S1-Omni-Image: A Unified Multimodal Model for Scientific Image Understanding and Generation

📖 Introduction

S1-Omni-Image-Preview is a unified end-to-end reasoning model for multimodal understanding and generation developed by the ScienceOne team at the Chinese Academy of Sciences. Through a unified "Think before generate" paradigm, the model is capable of completing the following four types of tasks:

Text Generation (T2T): Generates text responses based on text input
Image-Text Understanding (TI2T): Understands images and generates answers based on instructions
Image Generation (T2I): Generates images based on text instruction requirements
Image Editing (TI2I): Edits images based on text instruction requirements

The open-sourced S1-Omni-Image-Preview model has a total parameter count of ~30B and natively supports input and output of both text and image modalities. It represents the team's technical exploration in unified model architecture for scientific multimodal content understanding and scientific image generation tasks.

In terms of image generation, especially in the scenario of scientific figure generation tasks, the model has been optimized based on large-scale academic paper figure data from six major disciplines including mathematics, physics, chemistry, astronomy, geography, and biology.

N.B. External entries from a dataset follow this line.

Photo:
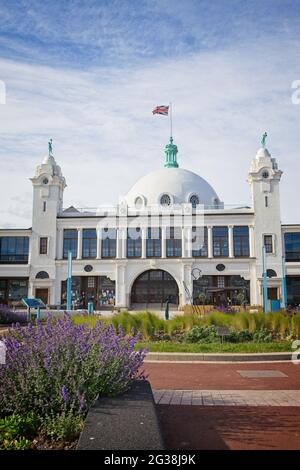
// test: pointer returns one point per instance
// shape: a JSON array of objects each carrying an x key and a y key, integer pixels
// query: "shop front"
[
  {"x": 12, "y": 290},
  {"x": 97, "y": 289},
  {"x": 221, "y": 290}
]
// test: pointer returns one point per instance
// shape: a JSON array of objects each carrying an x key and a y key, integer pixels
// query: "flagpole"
[{"x": 171, "y": 129}]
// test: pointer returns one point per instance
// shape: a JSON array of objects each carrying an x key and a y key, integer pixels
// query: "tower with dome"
[{"x": 170, "y": 238}]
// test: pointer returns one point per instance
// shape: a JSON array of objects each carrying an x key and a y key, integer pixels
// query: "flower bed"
[
  {"x": 242, "y": 326},
  {"x": 52, "y": 375}
]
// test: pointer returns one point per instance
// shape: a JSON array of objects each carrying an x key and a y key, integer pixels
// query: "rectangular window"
[
  {"x": 220, "y": 241},
  {"x": 292, "y": 246},
  {"x": 89, "y": 243},
  {"x": 199, "y": 242},
  {"x": 153, "y": 245},
  {"x": 174, "y": 242},
  {"x": 268, "y": 242},
  {"x": 134, "y": 243},
  {"x": 109, "y": 243},
  {"x": 241, "y": 241},
  {"x": 70, "y": 242},
  {"x": 43, "y": 245},
  {"x": 14, "y": 249}
]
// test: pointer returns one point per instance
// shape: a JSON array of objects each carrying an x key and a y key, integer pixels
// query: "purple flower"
[{"x": 58, "y": 365}]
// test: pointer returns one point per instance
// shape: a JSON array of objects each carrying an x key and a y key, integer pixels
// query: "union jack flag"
[{"x": 161, "y": 110}]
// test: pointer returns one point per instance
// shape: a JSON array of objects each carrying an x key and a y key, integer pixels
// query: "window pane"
[
  {"x": 292, "y": 246},
  {"x": 14, "y": 249}
]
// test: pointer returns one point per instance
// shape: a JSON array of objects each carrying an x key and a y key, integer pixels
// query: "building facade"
[{"x": 170, "y": 238}]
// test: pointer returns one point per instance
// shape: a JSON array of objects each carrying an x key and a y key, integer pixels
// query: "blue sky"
[{"x": 88, "y": 73}]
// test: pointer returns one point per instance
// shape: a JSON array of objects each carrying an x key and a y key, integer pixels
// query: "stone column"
[
  {"x": 144, "y": 242},
  {"x": 163, "y": 242},
  {"x": 251, "y": 241},
  {"x": 230, "y": 241},
  {"x": 209, "y": 241},
  {"x": 119, "y": 243},
  {"x": 79, "y": 243},
  {"x": 99, "y": 235},
  {"x": 60, "y": 243},
  {"x": 183, "y": 243},
  {"x": 124, "y": 243},
  {"x": 187, "y": 242}
]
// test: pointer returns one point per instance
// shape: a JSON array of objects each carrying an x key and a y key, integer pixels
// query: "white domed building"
[{"x": 170, "y": 238}]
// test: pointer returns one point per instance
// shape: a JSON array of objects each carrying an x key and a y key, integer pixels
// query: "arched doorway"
[{"x": 154, "y": 287}]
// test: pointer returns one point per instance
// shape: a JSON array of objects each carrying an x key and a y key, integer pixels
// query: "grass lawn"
[{"x": 167, "y": 346}]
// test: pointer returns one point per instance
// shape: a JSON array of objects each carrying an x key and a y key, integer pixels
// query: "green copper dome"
[{"x": 171, "y": 151}]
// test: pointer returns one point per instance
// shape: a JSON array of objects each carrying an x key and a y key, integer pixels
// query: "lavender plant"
[
  {"x": 60, "y": 366},
  {"x": 8, "y": 316}
]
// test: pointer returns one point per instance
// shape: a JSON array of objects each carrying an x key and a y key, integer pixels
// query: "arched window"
[
  {"x": 42, "y": 275},
  {"x": 165, "y": 200},
  {"x": 194, "y": 200},
  {"x": 138, "y": 202}
]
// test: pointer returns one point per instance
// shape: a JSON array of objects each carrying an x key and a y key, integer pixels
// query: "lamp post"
[
  {"x": 69, "y": 282},
  {"x": 266, "y": 306},
  {"x": 284, "y": 295}
]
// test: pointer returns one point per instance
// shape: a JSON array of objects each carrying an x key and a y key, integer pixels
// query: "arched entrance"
[{"x": 154, "y": 287}]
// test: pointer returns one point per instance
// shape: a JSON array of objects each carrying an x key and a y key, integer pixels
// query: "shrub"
[
  {"x": 16, "y": 431},
  {"x": 201, "y": 334},
  {"x": 239, "y": 336},
  {"x": 263, "y": 336},
  {"x": 65, "y": 426},
  {"x": 8, "y": 316},
  {"x": 61, "y": 366}
]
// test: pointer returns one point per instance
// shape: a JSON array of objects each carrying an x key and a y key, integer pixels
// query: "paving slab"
[
  {"x": 230, "y": 428},
  {"x": 261, "y": 373},
  {"x": 206, "y": 376},
  {"x": 228, "y": 398}
]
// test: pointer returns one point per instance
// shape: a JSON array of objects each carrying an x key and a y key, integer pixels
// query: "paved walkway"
[
  {"x": 206, "y": 376},
  {"x": 228, "y": 397},
  {"x": 230, "y": 427}
]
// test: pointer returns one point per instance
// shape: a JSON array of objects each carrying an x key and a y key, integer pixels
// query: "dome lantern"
[{"x": 171, "y": 151}]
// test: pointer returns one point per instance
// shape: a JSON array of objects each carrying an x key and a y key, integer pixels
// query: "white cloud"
[{"x": 105, "y": 136}]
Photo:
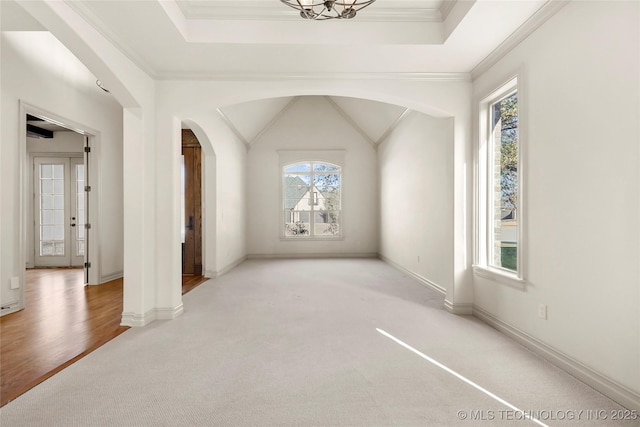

It covers common scientific figure types such as flowcharts, architecture diagrams, and principle diagrams, making it the first open-source unified multimodal understanding and generation model with enhanced scientific figure generation capabilities.

📥 Model Weights Download

Model weights are now open-sourced on Hugging Face and ModelScope platforms. You are welcome to download and use them!

Platform	Model URL
Hugging Face	S1-Omni-Image-Preview
ModelScope	S1-Omni-Image-Preview

🧠 Model Architecture

The overall architecture of the S1-Omni-Image-Preview model is shown in the figure, natively supporting input and output of text and image modalities.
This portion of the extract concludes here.